Lists of ingredients on food packages seem to be everywhere now, and we are usually aware of how much protein or fat we are ingesting with each item, but the beverages seem to fall under the radar. As far as our dietary monitoring goes.
One of the problems is that company use long, scientifically-sounding names, confusing their customers about the real levels of sugar in their drinks. When you get past those, the results are anything but sweet.
“There are many people consuming a whole lot of added sugar, more than we as a population had historically been consuming,” says Rochelle Sirota, a registered dietitian, and certified nutritionist. “It is more, obviously, in desserts, pastries, candy [and] ice cream; but it also [can be found] in high-sugar beverages, such as soft drinks, coffee-based beverages, cocktails, smoothies, fruit punch, lemonade, and iced tea.”
Added sugar in our food and beverages comes from sugar syrup mostly, which is highly processed. Natural sugar found in fruits and vegetables isn’t used as an additive. Added sugar can even be found in products that are marketed as healthy, like smoothies. Soft drinks and sodas are especially notorious for their sugar content and the fact that they are consumed by kids, fueling the obesity epidemics in the country.
“When aiming to reduce consumption of added sugar, the consumer should read nutrition labels on packaged foods,” said Sirota.
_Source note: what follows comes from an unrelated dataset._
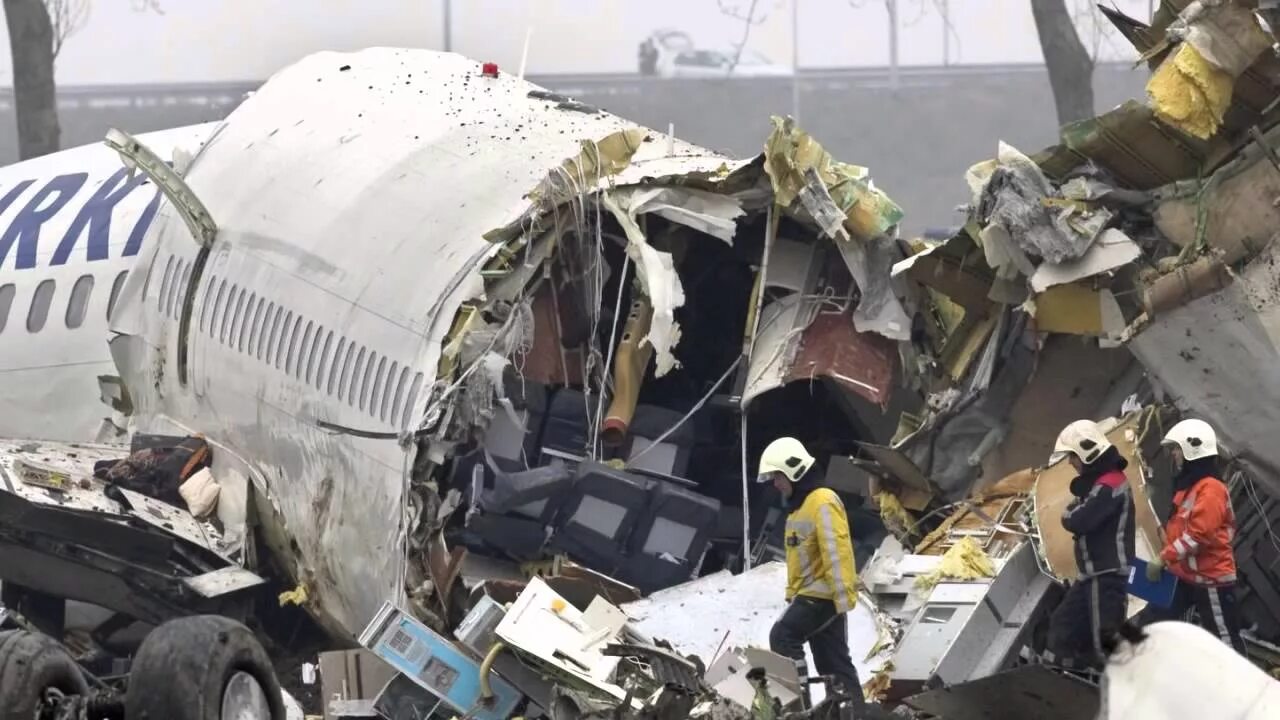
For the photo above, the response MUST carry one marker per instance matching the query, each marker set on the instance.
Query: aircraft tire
(30, 664)
(188, 669)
She also suggests that we should do our due diligence before buying a product.
The companies that make and sell these products aren’t making that easy, though. There is a wide variety of names they use to hide sugar in their products, like glucose, maltose, sucrose, corn sweetener or high-fructose corn syrup. Further confusion is caused by the fact that sugar must be reported in grams on food packaging, making it hard for buyers to properly calculate their sugar intake. If the amount of added sugar is presented in easy-to-understand measures, like teaspoons, the whole process would be much simpler.
Many brands are following these suggestions, which in turn may help consumers to better watch their sugar intake, making their diet healthier.